UW System administrators expressed concern for growth and funding for UW institutions and faculty after Wisconsin legislators passed the 2013-15 biennial budget Wednesday.

The biennial budget passed by the Joint Finance Committee only contains an increase of $52.5 million in General Purpose Revenue funding, compared to the $181.3 million increase in Gov. Scott Walker’s proposal.
The proposed budget would leave $202.6 million in unfunded liabilities, according to David Miller, the associate vice president of capital planning and budget for the UW Systems Board of Regents. This could lead to future cuts in order to cover those losses, especially in light of the recent tuition freeze, Miller said. 

Since the $52.5 million increase would take place over a biennial period instead of each year, Miller said there would be no money for new initiatives. 

“You can’t really figure out a way to do everything without cutting something,” Miller said. 
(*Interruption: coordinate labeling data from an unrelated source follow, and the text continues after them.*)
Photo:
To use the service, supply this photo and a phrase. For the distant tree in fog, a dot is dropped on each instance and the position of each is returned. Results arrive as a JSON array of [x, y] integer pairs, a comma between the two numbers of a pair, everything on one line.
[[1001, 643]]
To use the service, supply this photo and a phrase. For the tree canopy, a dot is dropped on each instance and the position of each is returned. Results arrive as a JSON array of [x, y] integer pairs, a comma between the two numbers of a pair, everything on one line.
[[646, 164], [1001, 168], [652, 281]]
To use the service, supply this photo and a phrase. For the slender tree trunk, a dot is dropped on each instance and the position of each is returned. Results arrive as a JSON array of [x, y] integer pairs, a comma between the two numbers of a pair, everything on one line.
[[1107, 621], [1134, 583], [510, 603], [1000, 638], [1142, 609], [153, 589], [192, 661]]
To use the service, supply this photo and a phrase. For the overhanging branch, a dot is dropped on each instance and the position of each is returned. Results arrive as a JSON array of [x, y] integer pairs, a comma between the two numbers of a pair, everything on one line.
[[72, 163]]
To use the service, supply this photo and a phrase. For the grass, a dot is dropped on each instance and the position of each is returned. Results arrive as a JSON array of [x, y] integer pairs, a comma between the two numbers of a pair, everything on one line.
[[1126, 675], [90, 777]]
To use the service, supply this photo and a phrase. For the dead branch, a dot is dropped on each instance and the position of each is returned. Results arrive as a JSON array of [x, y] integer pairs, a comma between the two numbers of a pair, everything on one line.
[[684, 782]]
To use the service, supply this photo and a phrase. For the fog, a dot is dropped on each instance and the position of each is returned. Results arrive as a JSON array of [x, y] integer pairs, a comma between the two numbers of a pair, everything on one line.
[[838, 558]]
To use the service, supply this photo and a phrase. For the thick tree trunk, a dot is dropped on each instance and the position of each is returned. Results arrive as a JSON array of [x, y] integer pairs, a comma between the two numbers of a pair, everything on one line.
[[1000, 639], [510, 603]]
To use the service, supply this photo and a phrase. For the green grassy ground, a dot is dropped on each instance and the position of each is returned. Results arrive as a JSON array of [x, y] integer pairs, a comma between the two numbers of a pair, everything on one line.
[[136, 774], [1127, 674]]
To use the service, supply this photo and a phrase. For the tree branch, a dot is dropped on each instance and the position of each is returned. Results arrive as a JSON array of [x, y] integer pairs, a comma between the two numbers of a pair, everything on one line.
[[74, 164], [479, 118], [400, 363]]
The JFC budget also removed language allowing the Board of Regents to have the final say on compensation for UW System employees as well as a new UW personnel system, which effectively postponed both of the measures. In addition to these measures, the budget would also require the Board to report how tuition dollars are spent at each institution, as well as report all amounts for additional student fees, and their cost increases if applicable.
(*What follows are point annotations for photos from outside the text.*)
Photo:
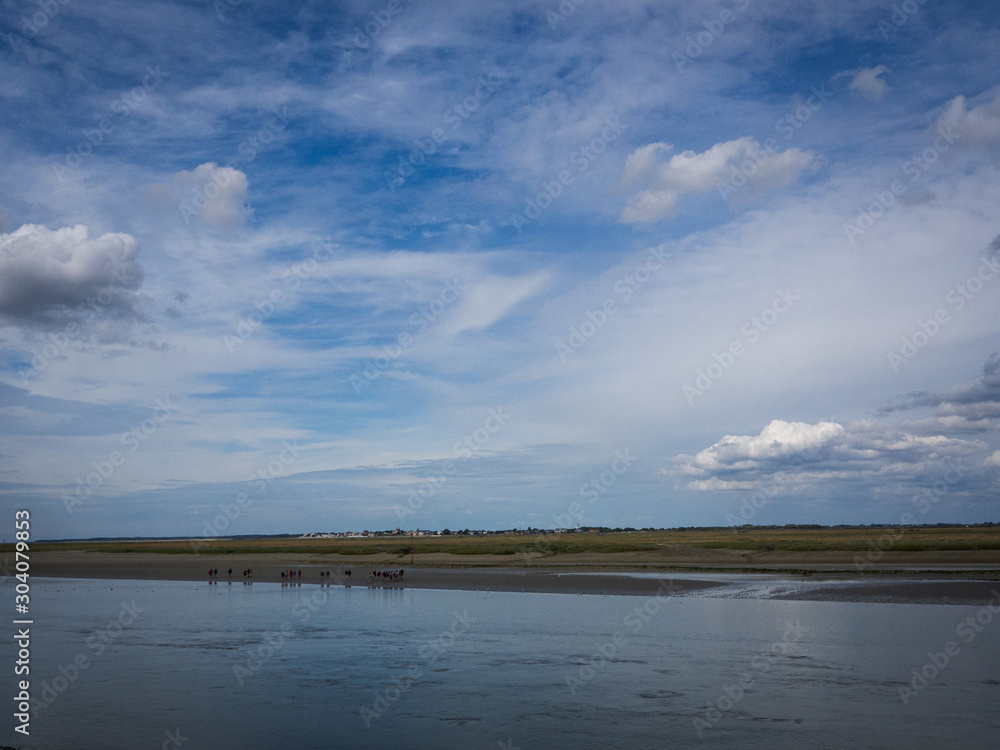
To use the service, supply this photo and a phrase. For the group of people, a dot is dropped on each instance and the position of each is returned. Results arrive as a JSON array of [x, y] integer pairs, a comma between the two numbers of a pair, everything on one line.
[[293, 577], [385, 576], [247, 575]]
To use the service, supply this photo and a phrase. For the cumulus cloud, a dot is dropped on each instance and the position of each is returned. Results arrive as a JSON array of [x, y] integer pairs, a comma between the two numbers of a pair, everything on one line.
[[979, 126], [212, 194], [866, 82], [802, 453], [656, 186], [50, 277]]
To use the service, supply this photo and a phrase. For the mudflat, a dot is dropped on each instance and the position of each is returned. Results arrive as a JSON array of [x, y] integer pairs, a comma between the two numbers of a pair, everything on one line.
[[948, 577]]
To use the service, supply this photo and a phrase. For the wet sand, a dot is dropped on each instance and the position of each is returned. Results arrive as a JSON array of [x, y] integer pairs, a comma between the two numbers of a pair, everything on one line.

UW System President Kevin Reilly expressed concern this measure could hurt faculty, who are currently paid 18 percent less than staff at peer universities. The postponement of the compensation measure and the personnel system will prevent the board from creating a pay plan to raise the salary of faculty, he said. 

Reilly said the quality of the education offered in the UW system institutions could also be affected if the board is not allowed to make up for the compensation gap and adequately decide payment for faculty. 

“This is a growing threat to the health, to the life and to the vitality of the university system,” Reilly said.